Normal people can't afford these things anymore. The whole world is squeezing us from every direction AND WE"VE HAD ENOUGH.

I WON'T BE BUYING A GOD DAMNED THING.
Score: 3 Votes (Like | Disagree)
22 hours ago at 11:20 am

IMO the upper crust lol that buys Apple products do not care about a $50-100-200 price increase. They are buying the latest and greatest and that’s that.
Although I'm part of that target group and have been an Apple fanboy since 1984, Timmy Apple has cured me of my FOMO. My $800 AW Ultra has suddenly become obsolete after 3 yrs, and the obscene AI chase has no real practical/urgent use case scenario for me personally. AI on the personal level seems to me to be a solution looking for a problem to solve.

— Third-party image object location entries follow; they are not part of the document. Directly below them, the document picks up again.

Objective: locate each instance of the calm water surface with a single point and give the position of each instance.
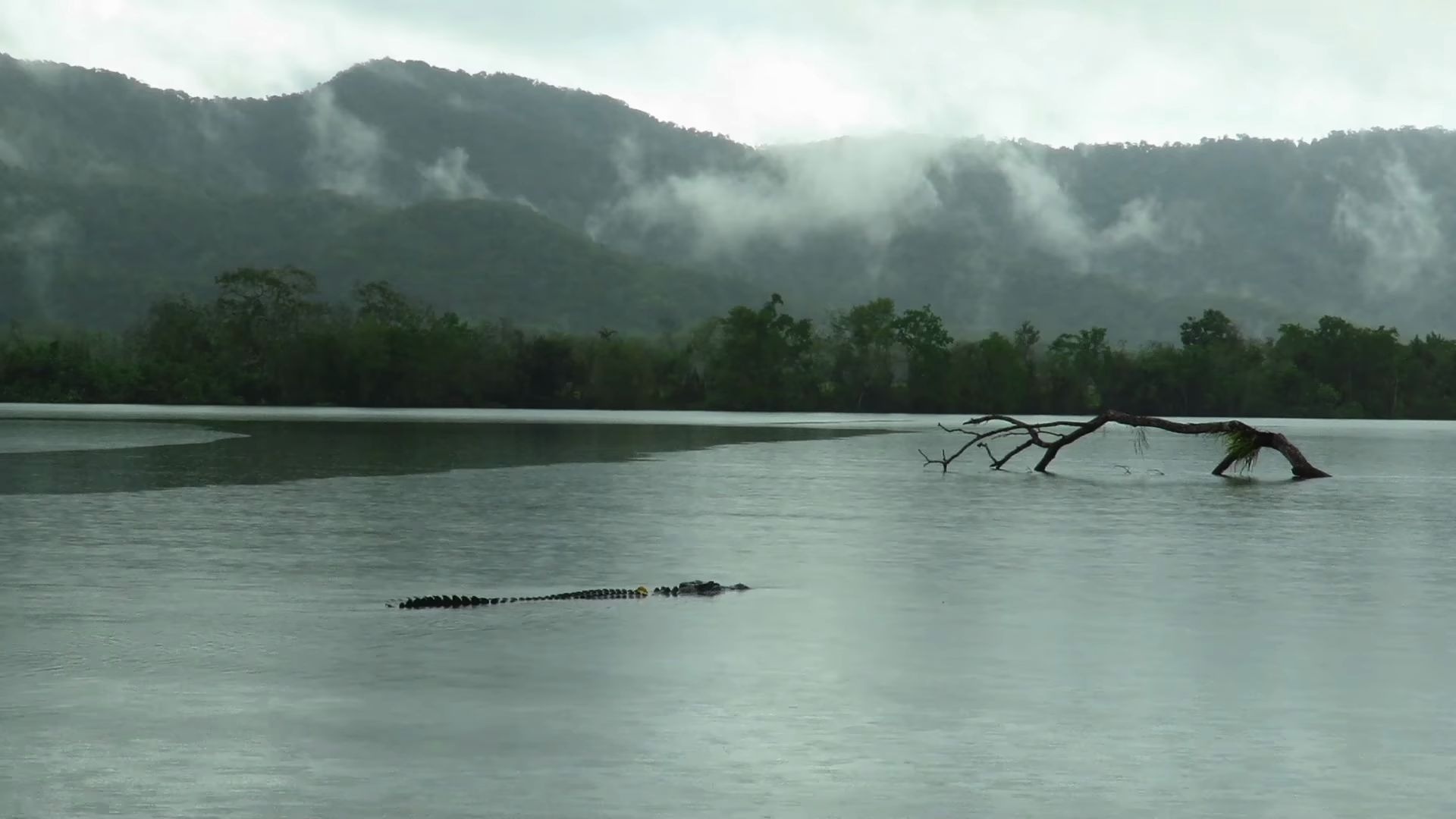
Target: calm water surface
(193, 621)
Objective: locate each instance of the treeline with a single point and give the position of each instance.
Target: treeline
(268, 340)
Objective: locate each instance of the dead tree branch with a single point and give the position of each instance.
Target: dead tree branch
(1242, 442)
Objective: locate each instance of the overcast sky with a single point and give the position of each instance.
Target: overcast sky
(795, 71)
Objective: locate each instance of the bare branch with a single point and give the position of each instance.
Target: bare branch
(1242, 441)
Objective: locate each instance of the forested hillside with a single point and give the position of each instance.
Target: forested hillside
(115, 193)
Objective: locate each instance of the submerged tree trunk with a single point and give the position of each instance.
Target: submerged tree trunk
(1242, 442)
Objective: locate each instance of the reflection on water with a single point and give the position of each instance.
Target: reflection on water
(1098, 643)
(286, 450)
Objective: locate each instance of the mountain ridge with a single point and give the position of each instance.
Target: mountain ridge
(1128, 237)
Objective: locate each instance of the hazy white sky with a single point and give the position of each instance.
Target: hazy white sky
(791, 71)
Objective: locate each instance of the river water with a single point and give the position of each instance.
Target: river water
(193, 620)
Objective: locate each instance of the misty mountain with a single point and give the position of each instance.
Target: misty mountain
(98, 254)
(1128, 237)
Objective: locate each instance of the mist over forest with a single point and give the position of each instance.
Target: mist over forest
(501, 197)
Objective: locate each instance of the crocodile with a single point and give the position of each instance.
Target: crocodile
(685, 589)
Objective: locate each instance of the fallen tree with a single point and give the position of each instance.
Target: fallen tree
(1241, 442)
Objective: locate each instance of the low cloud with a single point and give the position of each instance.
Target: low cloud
(874, 187)
(1400, 228)
(1059, 223)
(871, 187)
(9, 153)
(346, 153)
(450, 178)
(41, 242)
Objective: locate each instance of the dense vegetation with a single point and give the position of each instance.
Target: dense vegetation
(268, 338)
(112, 194)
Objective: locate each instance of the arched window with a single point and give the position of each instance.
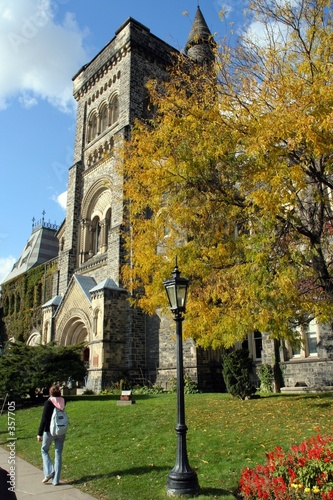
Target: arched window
(92, 127)
(114, 110)
(104, 118)
(95, 237)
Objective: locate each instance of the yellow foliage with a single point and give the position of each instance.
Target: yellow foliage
(233, 173)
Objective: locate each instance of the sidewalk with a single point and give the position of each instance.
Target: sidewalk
(29, 483)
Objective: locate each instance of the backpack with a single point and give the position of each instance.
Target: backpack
(59, 422)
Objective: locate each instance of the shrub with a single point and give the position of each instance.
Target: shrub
(190, 386)
(236, 370)
(266, 377)
(306, 471)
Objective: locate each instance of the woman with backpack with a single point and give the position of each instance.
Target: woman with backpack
(54, 403)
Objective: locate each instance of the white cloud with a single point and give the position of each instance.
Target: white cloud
(61, 199)
(39, 54)
(6, 265)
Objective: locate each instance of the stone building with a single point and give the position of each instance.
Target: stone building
(85, 301)
(89, 303)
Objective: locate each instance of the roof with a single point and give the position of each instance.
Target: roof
(55, 301)
(41, 247)
(109, 284)
(199, 31)
(86, 283)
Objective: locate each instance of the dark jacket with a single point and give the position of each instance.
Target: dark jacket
(44, 425)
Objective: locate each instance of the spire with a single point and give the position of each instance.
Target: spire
(200, 42)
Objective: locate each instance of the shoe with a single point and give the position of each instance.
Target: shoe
(47, 478)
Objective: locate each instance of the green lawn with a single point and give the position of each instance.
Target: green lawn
(126, 453)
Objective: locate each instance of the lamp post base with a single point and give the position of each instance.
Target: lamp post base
(182, 483)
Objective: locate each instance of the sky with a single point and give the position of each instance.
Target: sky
(43, 43)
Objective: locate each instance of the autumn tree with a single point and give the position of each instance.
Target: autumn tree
(233, 174)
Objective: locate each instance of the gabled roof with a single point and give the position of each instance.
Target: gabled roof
(199, 32)
(86, 283)
(55, 301)
(41, 247)
(109, 284)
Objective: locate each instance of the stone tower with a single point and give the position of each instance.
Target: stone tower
(90, 304)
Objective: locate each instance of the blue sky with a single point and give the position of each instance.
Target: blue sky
(43, 43)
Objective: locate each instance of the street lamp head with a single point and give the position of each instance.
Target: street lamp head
(176, 289)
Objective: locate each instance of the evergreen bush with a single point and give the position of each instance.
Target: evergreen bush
(236, 370)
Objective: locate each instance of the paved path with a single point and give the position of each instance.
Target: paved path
(29, 483)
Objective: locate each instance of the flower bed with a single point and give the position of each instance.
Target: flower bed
(305, 471)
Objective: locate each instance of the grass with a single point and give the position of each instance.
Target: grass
(126, 452)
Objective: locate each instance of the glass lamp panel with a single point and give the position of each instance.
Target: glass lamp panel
(171, 292)
(181, 296)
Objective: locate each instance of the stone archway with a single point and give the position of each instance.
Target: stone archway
(34, 339)
(75, 332)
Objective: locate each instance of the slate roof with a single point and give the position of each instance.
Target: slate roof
(107, 283)
(41, 247)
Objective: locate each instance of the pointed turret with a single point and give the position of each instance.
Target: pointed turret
(200, 44)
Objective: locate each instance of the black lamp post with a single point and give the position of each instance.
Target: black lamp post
(182, 480)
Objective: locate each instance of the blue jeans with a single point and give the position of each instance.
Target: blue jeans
(48, 467)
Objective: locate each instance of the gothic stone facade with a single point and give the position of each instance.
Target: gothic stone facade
(89, 303)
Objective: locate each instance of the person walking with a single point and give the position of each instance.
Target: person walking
(51, 471)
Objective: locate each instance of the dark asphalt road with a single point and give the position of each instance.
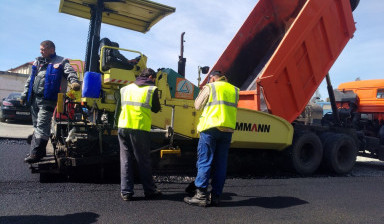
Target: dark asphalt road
(356, 198)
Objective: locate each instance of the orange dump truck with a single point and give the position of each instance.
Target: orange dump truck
(278, 58)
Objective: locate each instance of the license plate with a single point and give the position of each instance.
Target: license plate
(22, 113)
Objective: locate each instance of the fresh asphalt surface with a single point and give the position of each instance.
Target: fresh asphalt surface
(355, 198)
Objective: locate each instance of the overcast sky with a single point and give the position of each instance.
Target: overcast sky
(209, 25)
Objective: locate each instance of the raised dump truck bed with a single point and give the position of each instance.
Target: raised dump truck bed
(284, 50)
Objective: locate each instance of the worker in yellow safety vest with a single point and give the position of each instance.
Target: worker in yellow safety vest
(137, 101)
(216, 125)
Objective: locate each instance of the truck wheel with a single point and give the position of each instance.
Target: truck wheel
(354, 4)
(306, 153)
(340, 153)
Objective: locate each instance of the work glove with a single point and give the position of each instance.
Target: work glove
(75, 86)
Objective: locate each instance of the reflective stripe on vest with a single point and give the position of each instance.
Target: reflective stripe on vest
(221, 108)
(136, 103)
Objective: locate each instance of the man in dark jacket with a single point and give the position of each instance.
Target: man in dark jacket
(40, 92)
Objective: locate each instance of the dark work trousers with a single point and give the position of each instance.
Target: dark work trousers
(212, 153)
(135, 144)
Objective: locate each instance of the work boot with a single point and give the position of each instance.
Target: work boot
(153, 195)
(127, 197)
(191, 189)
(38, 150)
(199, 199)
(213, 200)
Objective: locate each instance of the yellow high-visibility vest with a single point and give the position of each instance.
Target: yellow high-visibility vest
(221, 107)
(136, 103)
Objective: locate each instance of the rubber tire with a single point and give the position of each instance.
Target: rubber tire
(306, 153)
(354, 4)
(340, 152)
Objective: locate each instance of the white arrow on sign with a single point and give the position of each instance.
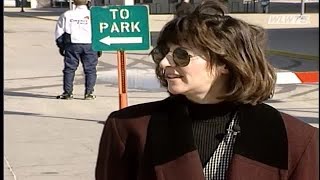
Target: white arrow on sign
(120, 40)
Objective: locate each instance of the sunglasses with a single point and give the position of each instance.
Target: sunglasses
(180, 56)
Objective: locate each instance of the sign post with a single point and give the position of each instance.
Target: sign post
(120, 28)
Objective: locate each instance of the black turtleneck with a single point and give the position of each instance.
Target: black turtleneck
(209, 124)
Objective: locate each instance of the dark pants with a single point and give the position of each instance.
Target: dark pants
(89, 61)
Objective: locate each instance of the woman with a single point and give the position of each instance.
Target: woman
(214, 125)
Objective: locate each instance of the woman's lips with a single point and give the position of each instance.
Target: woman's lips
(172, 76)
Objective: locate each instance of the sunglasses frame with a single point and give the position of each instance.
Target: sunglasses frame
(179, 61)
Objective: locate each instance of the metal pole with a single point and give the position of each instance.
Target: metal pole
(302, 6)
(22, 10)
(122, 80)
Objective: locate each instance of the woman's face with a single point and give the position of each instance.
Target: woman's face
(196, 79)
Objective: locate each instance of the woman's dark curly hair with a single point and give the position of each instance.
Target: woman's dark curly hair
(224, 40)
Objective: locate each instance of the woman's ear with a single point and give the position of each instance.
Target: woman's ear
(223, 69)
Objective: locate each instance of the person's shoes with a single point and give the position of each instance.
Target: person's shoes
(65, 96)
(89, 96)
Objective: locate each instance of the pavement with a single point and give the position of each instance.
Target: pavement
(50, 139)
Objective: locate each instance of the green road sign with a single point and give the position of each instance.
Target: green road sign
(120, 28)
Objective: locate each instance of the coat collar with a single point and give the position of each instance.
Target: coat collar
(262, 138)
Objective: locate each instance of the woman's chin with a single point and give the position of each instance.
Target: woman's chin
(175, 90)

I’m done with being on the cutting edge. It’s not the $$$ for me, it’s the lack of need. I’ve just updated all my devices to the latest so I’ll be on the sidelines for the foreseeable future (unless the iPhone foldable is irresistible).
Score: 2 Votes (Like | Disagree)
1 day ago at 09:39 am
I wonder if phone carriers will still have the “on us” type promotion. If that’s the case, the price of the phone doesn’t matter much. But I could also see carriers coming out with a new plan to make up the difference and only that plan will get the on us promo.
Score: 2 Votes (Like | Disagree)
JPack Avatar
1 day ago at 09:38 am
The problem is more about mainstream devices like base iPhone 18/19 and 18e/19e as those consumers will really feel the pain.